Transfer vegetables, beef and juices to a large oven-proof pot, preferably cast iron.
Combine stock, tomato paste and brown sugar. Pour over beef and vegetables. Add bay leaves and cinnamon sticks.
Cover tightly with a double layer of foil (or a lid, with foil underneath) and cook in pre-heated oven for 2–3 hours. Test to see whether beef is lovely and tender after 2 hours. If not, return to the oven for a further 30 minutes and check again. Remove and discard bay leaves and cinnamon sticks. Season well with salt and lots of pepper.
♦ Reserve half the Beef and Guinness stew, about 5 cups (1¼ kilos), for the Chunky beef and Guinness pie.
Serve remaining Beef and Guinness stew on a bed of sweet potato mash, scattered with parsley.

  • I’m no expert, but according to my extensive web-surfing it’s safe to serve properly-prepared meals cooked with beer (or wine) to children over 2 years old. This dish is cooked long enough for the alcohol to evaporate, leaving only harmless trace residues.

Beef and Guinness pie

[Recipe 2] Chunky beef and Guinness pie

Ingredients (serves 4-6):
4 tablespoons plain (all-purpose) flour

1 tablespoon worcestershire sauce
♦ 5 cups (1¼ kilos) reserved beef and Guinness stew
2 sheets store-bought puff pastry or 1 x 375g (13 oz) puff pastry block, thawed
1 egg, whisked with 1 tablespoon milk, for brushing pastry
Easy spiced tomato chutney (or store-bought chutney), to serve 

Preheat oven to 200°C (390ºF).
Grease a 24cm (9½-inch) 6-cup (1½ litres) capacity ovenproof pie dish.
Blend flour with 3 tablespoons hot water to form a smooth paste.
♦ Spoon reserved beef and Guinness stew into a large saucepan.
Add flour paste and worcestershire sauce and bring to boil. Simmer, uncovered, stirring constantly, for about 5 minutes, or until thickened. Transfer to a bowl and refrigerate until cold.
Cut 1 sheet of pastry in half and add these pieces to the edges of the first sheet, with water to seal, to make a large sheet. If using a block of pastry, roll out to 3mm thick. Place the pie dish upside down on the pastry. Use the dish as a guide to cut a circle of pastry about 1cm bigger than the dish. Cover the pastry disk with a tea towel while you make the plaited edge decoration.
Cut 5mm strips of pastry from the off-cuts. Using 2 strips, twist one piece around the other for a plait or rope effect. Continue until you have a long enough ‘rope’ to encircle the pie.
Spoon the cooled beef and Guinness mixture into the pie dish. Drape puff pastry circle over filling, and prick with a fork in four places. Press around the edge to seal with your fingertips. Wet the rim of the pastry top with water, and lay the knotted rope around the edge. Brush pastry with egg wash.
Bake for 20–25 minutes or until pastry is puffed and golden. Serve with Easy spiced tomato chutney and a green salad.

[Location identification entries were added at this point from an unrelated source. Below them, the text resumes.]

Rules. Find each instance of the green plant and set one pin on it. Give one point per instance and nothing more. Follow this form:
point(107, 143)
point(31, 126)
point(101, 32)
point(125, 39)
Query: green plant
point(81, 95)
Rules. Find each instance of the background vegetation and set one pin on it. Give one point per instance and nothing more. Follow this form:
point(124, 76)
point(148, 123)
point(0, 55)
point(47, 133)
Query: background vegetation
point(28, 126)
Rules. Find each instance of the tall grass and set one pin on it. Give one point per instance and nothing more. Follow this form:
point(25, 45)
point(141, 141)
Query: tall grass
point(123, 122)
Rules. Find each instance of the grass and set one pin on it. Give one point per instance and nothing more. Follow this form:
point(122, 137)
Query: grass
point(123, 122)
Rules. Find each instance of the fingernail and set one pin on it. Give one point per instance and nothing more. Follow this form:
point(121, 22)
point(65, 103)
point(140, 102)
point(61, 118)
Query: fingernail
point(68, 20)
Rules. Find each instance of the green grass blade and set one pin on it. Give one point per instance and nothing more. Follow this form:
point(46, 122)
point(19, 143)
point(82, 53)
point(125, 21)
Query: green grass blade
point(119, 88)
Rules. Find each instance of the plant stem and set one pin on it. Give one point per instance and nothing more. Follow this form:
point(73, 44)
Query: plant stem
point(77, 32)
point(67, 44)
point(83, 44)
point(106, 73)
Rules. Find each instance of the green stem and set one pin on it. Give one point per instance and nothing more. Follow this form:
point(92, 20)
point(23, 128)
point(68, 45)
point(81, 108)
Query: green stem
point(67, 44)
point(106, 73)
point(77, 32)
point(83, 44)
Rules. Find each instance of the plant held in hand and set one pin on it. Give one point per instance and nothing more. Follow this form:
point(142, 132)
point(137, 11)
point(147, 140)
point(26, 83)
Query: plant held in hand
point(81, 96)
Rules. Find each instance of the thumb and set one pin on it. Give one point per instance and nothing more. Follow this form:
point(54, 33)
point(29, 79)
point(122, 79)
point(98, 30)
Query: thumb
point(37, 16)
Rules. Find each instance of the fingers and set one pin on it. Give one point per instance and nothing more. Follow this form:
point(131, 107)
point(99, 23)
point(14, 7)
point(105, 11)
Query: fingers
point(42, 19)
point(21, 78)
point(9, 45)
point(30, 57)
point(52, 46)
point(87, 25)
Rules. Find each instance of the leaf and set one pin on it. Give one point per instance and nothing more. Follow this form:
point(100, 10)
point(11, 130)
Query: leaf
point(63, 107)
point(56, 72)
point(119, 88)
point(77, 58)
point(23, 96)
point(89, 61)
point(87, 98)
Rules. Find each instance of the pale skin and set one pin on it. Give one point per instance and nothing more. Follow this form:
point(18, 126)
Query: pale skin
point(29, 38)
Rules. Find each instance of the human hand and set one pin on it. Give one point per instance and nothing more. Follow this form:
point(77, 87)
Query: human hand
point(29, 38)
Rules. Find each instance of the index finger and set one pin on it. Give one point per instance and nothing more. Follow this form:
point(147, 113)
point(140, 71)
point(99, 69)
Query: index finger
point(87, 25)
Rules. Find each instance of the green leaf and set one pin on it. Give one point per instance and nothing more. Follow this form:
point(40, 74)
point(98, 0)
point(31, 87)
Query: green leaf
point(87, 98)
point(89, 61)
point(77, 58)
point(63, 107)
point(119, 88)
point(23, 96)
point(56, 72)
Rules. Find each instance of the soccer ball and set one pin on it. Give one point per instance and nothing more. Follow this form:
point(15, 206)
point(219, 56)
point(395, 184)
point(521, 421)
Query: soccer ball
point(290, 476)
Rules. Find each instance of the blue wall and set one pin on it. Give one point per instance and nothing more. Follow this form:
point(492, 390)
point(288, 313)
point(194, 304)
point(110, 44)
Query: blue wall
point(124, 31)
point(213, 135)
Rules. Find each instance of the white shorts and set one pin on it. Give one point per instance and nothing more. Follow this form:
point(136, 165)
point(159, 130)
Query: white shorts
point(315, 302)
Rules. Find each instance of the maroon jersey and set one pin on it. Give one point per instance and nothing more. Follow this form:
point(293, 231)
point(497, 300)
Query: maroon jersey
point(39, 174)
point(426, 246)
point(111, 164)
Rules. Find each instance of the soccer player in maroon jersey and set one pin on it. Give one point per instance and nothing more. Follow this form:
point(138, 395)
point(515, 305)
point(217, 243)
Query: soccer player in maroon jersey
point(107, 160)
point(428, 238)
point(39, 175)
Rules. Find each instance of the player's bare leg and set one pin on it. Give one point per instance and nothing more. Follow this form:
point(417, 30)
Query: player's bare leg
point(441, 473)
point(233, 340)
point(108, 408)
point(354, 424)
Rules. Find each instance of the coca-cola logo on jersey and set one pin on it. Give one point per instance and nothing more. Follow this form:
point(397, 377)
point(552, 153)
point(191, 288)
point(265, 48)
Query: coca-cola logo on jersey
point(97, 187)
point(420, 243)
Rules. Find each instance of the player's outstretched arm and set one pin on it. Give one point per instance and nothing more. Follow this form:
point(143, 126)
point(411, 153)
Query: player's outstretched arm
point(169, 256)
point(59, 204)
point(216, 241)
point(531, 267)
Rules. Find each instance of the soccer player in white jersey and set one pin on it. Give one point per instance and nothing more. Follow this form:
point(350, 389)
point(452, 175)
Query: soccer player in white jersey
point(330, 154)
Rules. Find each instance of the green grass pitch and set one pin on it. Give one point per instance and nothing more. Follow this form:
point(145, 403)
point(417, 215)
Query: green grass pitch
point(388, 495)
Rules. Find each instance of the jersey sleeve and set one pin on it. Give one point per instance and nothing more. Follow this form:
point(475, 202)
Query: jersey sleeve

  • If you find you eat too much of the stew and don’t have 5 cups left for the pie, you can easily pad out the filling of the pie with sautéed mushrooms or small pieces of steamed potato.
  • Don’t be tempted to lay your pastry on the pie filling straight away, while you’re making the plaited edge decoration, or the pastry will become soggy. Assemble the pie when your edge decoration is complete.
  • If you have any more pastry off-cuts, you could cut out leaf shapes (or alphabet letters if you have the time and inclination). If you’re making this for Father’s Day, you could win some brownie points by cutting out ‘Dad’.